Inkjet vs laser: Networking, management and security
Historically, lasers have been the mainstay of workgroup printing, and you'll still find that enterprise-grade laser printers offer more management tools plus support for more high-end technologies such as Gigabit Ethernet and IPSec, not to mention upgrade options like expandable memory or a secure, plug-in hard disk.
All the same, an increasing number of office inkjet printers have the same embedded management features as their laser cousins, plus features like secure pull-printing, where jobs are held in a queue until released at the printer with a PIN code, or wireless, touch-to-print and cloud-printing features that enable the printer to work with a wider range of devices or take print jobs from remote locations. While a laser might offer more management and security features, a business inkjet can still give you all the tools you need.
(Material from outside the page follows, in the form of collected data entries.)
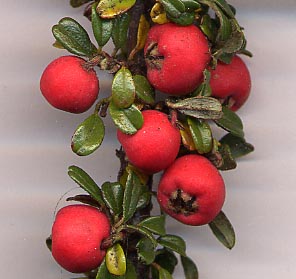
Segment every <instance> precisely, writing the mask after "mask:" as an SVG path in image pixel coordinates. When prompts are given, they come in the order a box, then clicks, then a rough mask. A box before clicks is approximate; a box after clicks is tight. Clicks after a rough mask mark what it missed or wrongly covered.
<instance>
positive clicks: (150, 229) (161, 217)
mask: <svg viewBox="0 0 296 279" xmlns="http://www.w3.org/2000/svg"><path fill="white" fill-rule="evenodd" d="M138 226H141V227H143V228H146V229H147V230H149V231H150V232H152V233H155V234H158V235H165V234H166V231H165V216H164V215H160V216H152V217H148V218H146V219H144V220H143V221H141V222H140V223H139V224H138Z"/></svg>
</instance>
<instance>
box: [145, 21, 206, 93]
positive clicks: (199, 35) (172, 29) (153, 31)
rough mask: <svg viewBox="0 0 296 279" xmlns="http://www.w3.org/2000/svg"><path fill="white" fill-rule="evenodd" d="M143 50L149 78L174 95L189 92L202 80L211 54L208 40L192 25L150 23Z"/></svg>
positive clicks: (149, 78)
mask: <svg viewBox="0 0 296 279" xmlns="http://www.w3.org/2000/svg"><path fill="white" fill-rule="evenodd" d="M144 51H145V58H146V64H147V77H148V80H149V82H150V83H151V84H152V85H153V86H154V87H155V88H156V89H157V90H159V91H161V92H163V93H166V94H170V95H177V96H181V95H186V94H188V93H190V92H192V91H193V90H194V89H195V88H196V87H197V86H198V85H199V84H200V83H201V82H202V78H203V71H204V69H205V68H206V66H207V64H208V63H209V61H210V58H211V56H210V51H209V45H208V41H207V39H206V37H205V36H204V34H203V33H202V32H201V30H200V29H199V28H198V27H196V26H195V25H190V26H180V25H177V24H174V23H166V24H162V25H154V26H153V27H152V28H151V29H150V31H149V33H148V37H147V41H146V45H145V49H144Z"/></svg>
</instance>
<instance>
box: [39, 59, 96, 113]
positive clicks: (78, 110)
mask: <svg viewBox="0 0 296 279" xmlns="http://www.w3.org/2000/svg"><path fill="white" fill-rule="evenodd" d="M40 90H41V92H42V94H43V96H44V97H45V99H46V100H47V101H48V102H49V103H50V104H51V105H52V106H53V107H55V108H57V109H60V110H64V111H67V112H72V113H82V112H85V111H87V110H88V109H89V108H90V107H91V106H92V105H93V104H94V102H95V100H96V99H97V97H98V94H99V80H98V78H97V75H96V72H95V71H94V70H93V69H92V68H89V67H86V61H85V60H83V59H82V58H79V57H75V56H62V57H60V58H57V59H56V60H54V61H52V62H51V63H50V64H49V65H48V66H47V67H46V69H45V70H44V72H43V74H42V76H41V79H40Z"/></svg>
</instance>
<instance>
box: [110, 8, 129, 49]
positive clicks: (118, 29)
mask: <svg viewBox="0 0 296 279" xmlns="http://www.w3.org/2000/svg"><path fill="white" fill-rule="evenodd" d="M129 23H130V16H129V14H127V13H125V14H123V15H121V16H118V17H116V18H115V19H114V22H113V29H112V40H113V43H114V46H115V48H116V49H121V50H122V51H123V53H125V52H126V42H127V34H128V28H129Z"/></svg>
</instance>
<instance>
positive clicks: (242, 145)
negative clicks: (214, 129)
mask: <svg viewBox="0 0 296 279" xmlns="http://www.w3.org/2000/svg"><path fill="white" fill-rule="evenodd" d="M220 142H221V143H222V144H227V145H228V146H229V148H230V151H231V154H232V156H233V158H239V157H242V156H245V155H247V154H249V153H250V152H252V151H254V146H253V145H252V144H250V143H248V142H246V140H245V139H244V138H241V137H237V136H234V135H232V134H230V133H229V134H227V135H225V136H224V137H223V138H222V139H221V140H220Z"/></svg>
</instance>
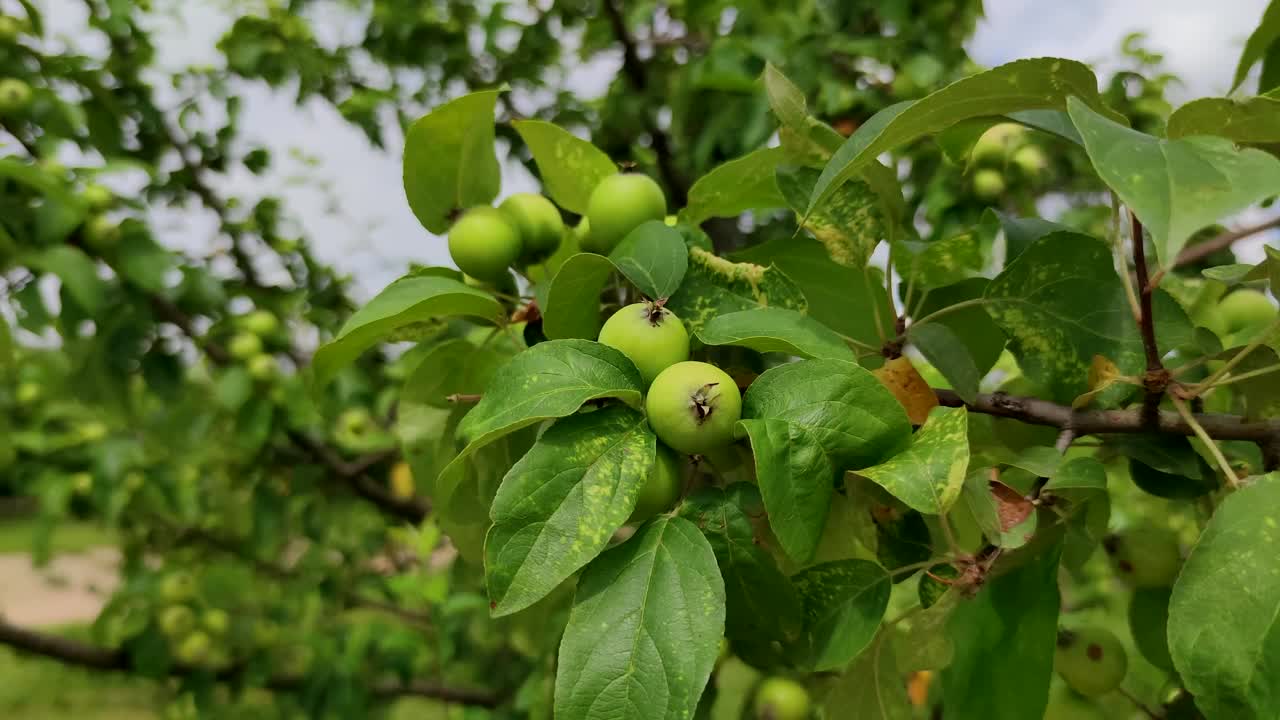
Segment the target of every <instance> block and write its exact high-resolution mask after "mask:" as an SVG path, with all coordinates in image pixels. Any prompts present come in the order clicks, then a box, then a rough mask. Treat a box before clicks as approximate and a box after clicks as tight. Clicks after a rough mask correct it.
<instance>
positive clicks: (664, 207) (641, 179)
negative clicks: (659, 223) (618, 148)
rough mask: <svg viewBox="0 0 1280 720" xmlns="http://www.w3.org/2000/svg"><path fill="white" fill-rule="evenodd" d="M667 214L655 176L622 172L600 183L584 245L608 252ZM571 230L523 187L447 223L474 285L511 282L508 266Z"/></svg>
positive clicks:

Inkjet vs laser: The conclusion
Today, there is no catch-all answer to the question of inkjet vs laser for the office. It's more a question of scale, workloads and the kind of tasks you need your printer to handle. Lasers definitely win through when it comes to heavy workloads, networking and management features, professional quality prints and the ability to scale up to serve large teams, but office-focused inkjets aren't far behind in many of these areas and can beat lasers on purchase cost, running costs and everyday performance. Be realistic about your needs, and you should be able to make the right choice.